Worldwide, 6% of pilots are women, with less than 1% represented in Africa. However, the African section of the 99s International Organisation of Women Pilots is working hard to improve this figure.
The organisation was established in 1929 by 99 female pilots, founded by Amelia Earhart. It currently has more than 6,000 members, divided into chapters and sections depending on their geographical locations, from 44 countries.
At the helm in Africa is governor Ivana Alvares-Marshall.
“The African section works with schools in Africa through grassroot programmes to help enthuse girls to look into gaining a career in aviation,” she explained.
“The organisation teaches educational sessions to young people, concentrating on girls. However, boys also will benefit.
“We aim to bolster science, technology, engineering, and mathematics (STEM) subjects in Africa through the ‘girls wings for Africa’ (GWFA) project. Working with underprivileged children, visiting local schools in villages, and starting STEM camps will inspire a new generation achieve their goals.”
The African section partnered with the Airbus Foundation in 2020 to launch Airbus little engineer (ALE) – an interactive digital programme in Malawi, promoting STEM in aviation. The aim is to educate 10-to-16-year-olds through a series of interactive online 3D modelling workshop.
Alvares-Marshall said: “Financial difficulties and the exorbitant costs of becoming a pilot are what hinder females joining. It is through STEM initiatives and scholarships that we can help raise future generations to join the aviation sector.
“Any aviatrix holding a current pilot licence or student pilot licence may join the African Section 99s. We are looking for partners who would be willing to add programmes to our existing ones for variety, or would like to sponsor some of the resources for our STEM programmes.
“Females in Africa need to build networks inside and outside of their organisations, work with gender diversity programmes, promote and support other women, be a mentor and role model.”
For Alvares-Marshall, her interest in aviation was sparked when she as 10 years old.
“The dream of becoming a pilot started when I did a round-the-world-trip and was emigrating to New Zealand with my parents,” she explained.
“Years ago, airlines would allow passengers to visit the cockpit on long-haul flights. On one of those journeys I asked if I could visit and, to my surprise, they allowed me to. There I was, a little girl sitting on the jump seat, mesmerised by all the switches, lights, and the beautiful night sky. I was hooked immediately and made it my ambition.”
Today, back home in Malawi, she works for a corporate bank flying a King Air B200, which involves some bush flying.

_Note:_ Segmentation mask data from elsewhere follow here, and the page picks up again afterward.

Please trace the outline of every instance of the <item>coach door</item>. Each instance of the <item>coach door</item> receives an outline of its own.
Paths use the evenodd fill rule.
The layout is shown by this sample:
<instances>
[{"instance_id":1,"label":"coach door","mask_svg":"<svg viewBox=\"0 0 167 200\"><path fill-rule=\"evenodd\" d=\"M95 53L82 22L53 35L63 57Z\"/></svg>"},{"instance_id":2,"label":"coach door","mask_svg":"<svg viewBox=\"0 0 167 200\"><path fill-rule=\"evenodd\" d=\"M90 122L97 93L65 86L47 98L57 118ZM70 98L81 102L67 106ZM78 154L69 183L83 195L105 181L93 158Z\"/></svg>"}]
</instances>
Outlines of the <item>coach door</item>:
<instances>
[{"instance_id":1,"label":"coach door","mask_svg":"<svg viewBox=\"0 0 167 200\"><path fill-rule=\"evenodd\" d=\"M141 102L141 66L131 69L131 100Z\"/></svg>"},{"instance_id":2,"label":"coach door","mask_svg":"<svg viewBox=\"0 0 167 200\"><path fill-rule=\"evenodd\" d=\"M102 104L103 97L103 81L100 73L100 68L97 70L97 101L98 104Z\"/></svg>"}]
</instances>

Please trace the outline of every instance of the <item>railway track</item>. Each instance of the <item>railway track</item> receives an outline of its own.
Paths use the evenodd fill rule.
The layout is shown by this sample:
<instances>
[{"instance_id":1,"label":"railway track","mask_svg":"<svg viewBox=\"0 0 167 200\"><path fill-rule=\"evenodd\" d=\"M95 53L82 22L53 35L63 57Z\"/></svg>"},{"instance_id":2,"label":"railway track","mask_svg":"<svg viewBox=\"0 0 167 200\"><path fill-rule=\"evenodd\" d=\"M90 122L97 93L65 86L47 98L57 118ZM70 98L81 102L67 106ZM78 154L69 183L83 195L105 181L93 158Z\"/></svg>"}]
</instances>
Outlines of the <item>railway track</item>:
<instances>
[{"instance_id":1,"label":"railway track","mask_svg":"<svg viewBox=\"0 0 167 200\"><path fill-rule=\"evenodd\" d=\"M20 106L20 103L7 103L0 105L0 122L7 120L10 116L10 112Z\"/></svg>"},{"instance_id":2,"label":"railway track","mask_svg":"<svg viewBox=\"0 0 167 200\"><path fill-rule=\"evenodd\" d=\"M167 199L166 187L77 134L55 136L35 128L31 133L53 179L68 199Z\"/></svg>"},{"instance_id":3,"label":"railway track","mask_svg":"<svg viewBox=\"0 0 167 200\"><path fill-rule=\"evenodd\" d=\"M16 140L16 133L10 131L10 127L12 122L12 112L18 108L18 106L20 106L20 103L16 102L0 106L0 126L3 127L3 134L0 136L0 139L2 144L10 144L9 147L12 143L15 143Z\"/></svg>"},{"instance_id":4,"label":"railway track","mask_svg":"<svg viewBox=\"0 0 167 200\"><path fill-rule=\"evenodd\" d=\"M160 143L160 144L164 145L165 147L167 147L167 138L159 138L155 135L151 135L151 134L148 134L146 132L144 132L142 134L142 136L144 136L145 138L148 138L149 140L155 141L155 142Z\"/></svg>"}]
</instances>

However, while she is flying high now, Alvares-Marshall did experience discrimination on occasion.
“I experienced misogynistic behaviour, sexism, harassment, gender discrimination, pay difference all in the workplace, as well as racism in just ordinary day-to-day living,” she explained.
“These are things that I and other women in aviation have experienced. There is a small minority of men who may cause problems for women but the majority of the time most want to see you succeed and applaud your success. It was the men who welcomed me into aviation and continue to support my career.”
Now she enjoys working with communities in Malawi sharing her passion for aviation.
“I was honoured to receive the award of inspiration 2021 for the works we have been doing from the 99s,” she said.
In 2019 she organised the first international women pilot’s conference to be held on the African continent hosted in Malawi. The next will be held in Tanzania in 2024.”
What is her advice to any African youngster dreaming of becoming an aviatrix? “The key is to be passionate in what you do. Be bold and go for it,” she concluded.